This is Rodney. He was my mom’s cat. He was cool, laid back and lovable.
There’s just one detail about him missing.
He was stupid. Yes, stupid.
He was a drop off. I can totally understand how he didn’t know about things.
He tried to stalk play my goats. He got in a fight with a raccoon. He got sprayed by a skunk. He was caught nose to nose with a ground hog.
Since he was long haired it took several skunk baths and the entire summer fo him to smell better.
He used to go to my mom and have her get his burrs and knots out.
My cat disiel hated him with a passion.
Rodney was not allowed in the house because he would pee. So he stayed outside when it was nice or in the garage.
My dad had already hurt his back by the time Rodney appeared. He was also now al alcoholic. He had a temper when he drank and it showed when sparked. He spent a lot of time on the basement couch drinking.
Several times my mom would call from work and have me sneak carry Rodney through the house and put him in the garage. I had to go down the stairs into the basement to get to the garage door.
I only managed to successfully get him into the garage once without my dad knowing.
The other times I was caught and dad would yell and scream at me. I was even kicked while rushing back up the steps from dad.
I usually sat on the couch after getting yelled at just shaking and quietly crying. I even hid behind the couch once.
I realize now that I was having panic attacks. They were not fun. They also seemed to last forever.
It was not a positive environment.
I had friends who I could have called. I had one who lived out of state and probably would have came and got me. I was too afraid to tell them what was going on. They would have driven 4 hours to find me okay finally. I would have loved to have been taken out of the house. I didn’t want to inconvenience them at all so I never told them.

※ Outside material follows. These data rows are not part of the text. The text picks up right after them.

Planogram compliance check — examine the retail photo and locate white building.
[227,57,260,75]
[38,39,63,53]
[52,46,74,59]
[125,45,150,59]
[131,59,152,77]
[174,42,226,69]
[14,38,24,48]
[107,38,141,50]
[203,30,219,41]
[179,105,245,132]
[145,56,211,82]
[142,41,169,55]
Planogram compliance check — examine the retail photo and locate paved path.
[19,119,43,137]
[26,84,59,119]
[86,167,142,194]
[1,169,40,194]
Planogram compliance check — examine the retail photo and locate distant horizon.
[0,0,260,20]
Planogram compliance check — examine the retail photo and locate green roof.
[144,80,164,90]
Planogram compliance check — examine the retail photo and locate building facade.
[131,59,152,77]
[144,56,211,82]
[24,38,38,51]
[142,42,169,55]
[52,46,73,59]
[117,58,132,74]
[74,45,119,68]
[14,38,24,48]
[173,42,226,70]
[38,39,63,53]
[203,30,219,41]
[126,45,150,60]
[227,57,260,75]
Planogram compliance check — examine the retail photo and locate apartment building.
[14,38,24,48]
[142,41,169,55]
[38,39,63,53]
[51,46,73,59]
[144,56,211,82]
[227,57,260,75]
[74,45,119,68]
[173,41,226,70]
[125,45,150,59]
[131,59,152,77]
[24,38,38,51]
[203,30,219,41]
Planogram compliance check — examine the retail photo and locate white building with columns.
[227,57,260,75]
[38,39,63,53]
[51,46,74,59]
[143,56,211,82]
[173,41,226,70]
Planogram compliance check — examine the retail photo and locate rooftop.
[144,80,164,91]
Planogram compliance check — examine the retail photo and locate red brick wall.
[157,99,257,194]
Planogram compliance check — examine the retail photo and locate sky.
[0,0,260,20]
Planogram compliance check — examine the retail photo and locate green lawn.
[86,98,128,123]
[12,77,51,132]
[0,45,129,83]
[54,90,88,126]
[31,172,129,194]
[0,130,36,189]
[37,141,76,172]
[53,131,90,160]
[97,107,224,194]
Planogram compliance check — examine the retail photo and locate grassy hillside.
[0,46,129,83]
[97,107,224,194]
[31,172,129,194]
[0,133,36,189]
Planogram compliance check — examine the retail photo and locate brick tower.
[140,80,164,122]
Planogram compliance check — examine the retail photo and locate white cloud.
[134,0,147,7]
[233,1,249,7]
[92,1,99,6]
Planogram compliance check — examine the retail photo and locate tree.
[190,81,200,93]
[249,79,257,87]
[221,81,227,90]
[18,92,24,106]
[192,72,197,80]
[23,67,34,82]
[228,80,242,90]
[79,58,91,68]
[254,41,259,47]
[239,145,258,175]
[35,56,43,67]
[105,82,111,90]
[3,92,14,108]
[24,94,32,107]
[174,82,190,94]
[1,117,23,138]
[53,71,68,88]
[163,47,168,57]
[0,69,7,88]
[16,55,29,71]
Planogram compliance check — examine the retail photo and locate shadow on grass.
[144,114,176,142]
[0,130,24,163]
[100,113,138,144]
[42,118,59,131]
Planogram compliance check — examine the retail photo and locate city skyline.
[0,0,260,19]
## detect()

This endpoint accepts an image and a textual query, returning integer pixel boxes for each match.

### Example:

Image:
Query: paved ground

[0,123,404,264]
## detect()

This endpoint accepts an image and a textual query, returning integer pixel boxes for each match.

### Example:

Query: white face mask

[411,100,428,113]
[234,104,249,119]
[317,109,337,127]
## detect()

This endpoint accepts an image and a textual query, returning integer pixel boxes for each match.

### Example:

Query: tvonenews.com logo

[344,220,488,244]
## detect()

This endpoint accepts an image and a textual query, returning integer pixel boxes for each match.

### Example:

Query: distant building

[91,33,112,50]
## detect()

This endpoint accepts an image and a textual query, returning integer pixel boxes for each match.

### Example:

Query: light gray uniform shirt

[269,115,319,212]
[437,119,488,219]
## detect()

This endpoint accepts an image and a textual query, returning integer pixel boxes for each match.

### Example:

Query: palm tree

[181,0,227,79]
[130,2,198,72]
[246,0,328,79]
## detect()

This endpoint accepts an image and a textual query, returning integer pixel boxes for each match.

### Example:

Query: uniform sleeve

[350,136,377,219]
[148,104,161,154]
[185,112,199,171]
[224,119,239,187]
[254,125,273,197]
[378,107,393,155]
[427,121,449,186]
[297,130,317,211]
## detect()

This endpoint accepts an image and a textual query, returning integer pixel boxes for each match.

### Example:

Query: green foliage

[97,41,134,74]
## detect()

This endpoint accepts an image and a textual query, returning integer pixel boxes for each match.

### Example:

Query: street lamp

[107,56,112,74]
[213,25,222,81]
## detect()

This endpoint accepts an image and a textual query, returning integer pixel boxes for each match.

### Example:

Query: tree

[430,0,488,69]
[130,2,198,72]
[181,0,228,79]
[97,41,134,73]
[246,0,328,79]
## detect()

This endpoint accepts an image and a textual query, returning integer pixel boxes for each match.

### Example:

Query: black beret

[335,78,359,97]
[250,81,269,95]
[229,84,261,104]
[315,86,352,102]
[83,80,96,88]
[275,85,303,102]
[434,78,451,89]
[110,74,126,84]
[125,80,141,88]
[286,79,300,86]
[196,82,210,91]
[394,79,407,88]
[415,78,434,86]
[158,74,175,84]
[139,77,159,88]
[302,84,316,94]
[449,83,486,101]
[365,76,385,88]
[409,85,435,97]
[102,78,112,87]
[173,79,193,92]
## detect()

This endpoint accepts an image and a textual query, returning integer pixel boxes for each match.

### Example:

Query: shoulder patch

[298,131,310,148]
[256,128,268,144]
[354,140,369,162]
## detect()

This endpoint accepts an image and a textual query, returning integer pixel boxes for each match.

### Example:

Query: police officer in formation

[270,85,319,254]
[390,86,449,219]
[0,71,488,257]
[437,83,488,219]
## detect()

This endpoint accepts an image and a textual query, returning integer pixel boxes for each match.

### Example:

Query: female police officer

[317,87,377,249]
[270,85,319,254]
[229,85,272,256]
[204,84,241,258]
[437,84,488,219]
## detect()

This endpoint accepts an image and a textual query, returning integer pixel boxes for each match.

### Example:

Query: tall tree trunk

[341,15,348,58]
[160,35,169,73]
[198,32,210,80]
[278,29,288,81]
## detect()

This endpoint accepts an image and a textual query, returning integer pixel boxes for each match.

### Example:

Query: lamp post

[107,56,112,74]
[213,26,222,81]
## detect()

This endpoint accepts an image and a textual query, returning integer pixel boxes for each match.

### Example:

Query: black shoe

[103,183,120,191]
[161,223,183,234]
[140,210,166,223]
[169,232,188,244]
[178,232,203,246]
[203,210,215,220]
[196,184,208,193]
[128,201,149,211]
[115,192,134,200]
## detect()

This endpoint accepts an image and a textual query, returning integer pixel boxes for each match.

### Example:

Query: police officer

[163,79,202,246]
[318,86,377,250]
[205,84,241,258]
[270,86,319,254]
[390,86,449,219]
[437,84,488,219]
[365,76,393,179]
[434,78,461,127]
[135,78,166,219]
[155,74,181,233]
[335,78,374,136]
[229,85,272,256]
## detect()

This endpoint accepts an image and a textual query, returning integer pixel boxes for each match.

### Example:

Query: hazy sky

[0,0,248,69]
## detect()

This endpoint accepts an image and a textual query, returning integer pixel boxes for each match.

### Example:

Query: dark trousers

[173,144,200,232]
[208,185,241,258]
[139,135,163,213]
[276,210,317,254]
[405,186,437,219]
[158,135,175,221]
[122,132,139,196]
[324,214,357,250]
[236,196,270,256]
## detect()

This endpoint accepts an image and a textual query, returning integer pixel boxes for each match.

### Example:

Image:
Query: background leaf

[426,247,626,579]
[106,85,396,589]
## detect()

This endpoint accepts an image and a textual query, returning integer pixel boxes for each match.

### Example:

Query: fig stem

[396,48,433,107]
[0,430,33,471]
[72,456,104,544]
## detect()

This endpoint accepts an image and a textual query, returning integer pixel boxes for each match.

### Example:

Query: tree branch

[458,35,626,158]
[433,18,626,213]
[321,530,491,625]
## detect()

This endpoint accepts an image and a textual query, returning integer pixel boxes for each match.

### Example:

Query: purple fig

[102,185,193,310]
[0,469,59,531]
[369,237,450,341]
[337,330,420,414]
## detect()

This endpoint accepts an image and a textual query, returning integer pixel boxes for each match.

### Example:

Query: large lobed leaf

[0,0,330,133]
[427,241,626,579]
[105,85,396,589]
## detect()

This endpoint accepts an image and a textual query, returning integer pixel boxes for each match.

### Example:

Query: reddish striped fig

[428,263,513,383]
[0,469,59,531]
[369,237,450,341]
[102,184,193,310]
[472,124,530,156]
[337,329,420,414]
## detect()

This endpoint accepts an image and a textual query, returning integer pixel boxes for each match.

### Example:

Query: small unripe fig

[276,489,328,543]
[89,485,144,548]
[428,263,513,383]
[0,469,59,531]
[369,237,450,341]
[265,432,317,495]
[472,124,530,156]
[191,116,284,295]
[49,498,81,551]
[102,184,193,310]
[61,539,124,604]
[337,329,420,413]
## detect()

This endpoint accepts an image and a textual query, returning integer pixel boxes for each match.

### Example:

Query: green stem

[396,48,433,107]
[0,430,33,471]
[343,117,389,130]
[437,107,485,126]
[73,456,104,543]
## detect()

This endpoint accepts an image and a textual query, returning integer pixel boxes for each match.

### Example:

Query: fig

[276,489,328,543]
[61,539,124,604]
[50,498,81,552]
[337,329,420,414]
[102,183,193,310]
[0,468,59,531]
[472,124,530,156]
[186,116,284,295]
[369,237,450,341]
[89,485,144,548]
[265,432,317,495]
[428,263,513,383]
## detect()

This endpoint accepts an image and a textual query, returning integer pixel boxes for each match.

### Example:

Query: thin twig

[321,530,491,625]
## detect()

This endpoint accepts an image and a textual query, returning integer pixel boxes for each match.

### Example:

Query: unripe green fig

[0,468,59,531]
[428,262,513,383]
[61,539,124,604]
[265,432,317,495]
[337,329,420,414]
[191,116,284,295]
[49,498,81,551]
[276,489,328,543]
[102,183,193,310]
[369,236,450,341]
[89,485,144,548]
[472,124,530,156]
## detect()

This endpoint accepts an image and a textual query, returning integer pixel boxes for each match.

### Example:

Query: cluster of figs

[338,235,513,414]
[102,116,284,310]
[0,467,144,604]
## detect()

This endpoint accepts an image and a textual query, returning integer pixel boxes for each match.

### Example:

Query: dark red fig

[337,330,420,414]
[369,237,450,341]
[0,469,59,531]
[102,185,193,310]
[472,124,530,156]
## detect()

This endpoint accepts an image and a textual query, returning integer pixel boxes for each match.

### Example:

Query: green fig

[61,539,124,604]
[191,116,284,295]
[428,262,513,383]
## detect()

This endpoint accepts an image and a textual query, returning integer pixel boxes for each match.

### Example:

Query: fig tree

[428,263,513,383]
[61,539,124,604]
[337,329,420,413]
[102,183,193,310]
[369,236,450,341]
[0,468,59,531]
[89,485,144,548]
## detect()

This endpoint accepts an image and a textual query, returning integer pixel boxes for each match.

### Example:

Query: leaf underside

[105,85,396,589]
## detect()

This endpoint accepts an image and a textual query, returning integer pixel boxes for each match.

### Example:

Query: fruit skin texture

plus what would I have done with my show dairy goats? What about my cat. My friend joked around about me moving back out to Indiana. I knew they were cat sensitive and I really didn’t want them to have to take Benadryl when hanging out with me. They even said they would.
I loved my dad but I hated the side of him that came out when he drank. He was a wonderful guy who enjoyed fishing and trying to build things.
But he was an alcoholic. He didn’t take his medicine like he needed to. He took whatever he wanted and he drank with it.
He was sober when he passed away. I can say that.
I know some of you reading this who know me will probably be able to piece together who people are that I talk anonymously about.
If you figure it out then yay! I’m just being honest and not involving them. They have families and have gotten careers. I’m the last person on mars that they think about.
It would be great if they knew the honest truth. I didn’t exactly keep them in the loop about things.
Im keeping the peace and just trying to heal myself. I’ve been hurt, abused and isolated. I’m breaking the chains that are keeping me in this cage.
Im setting new boundaries that will keep me and my children safe.
This is me brutally honest. I have to heal. I have to reclaim myself.
I have to do this for my children. They need a strong mom who has set boundaries and will keep them.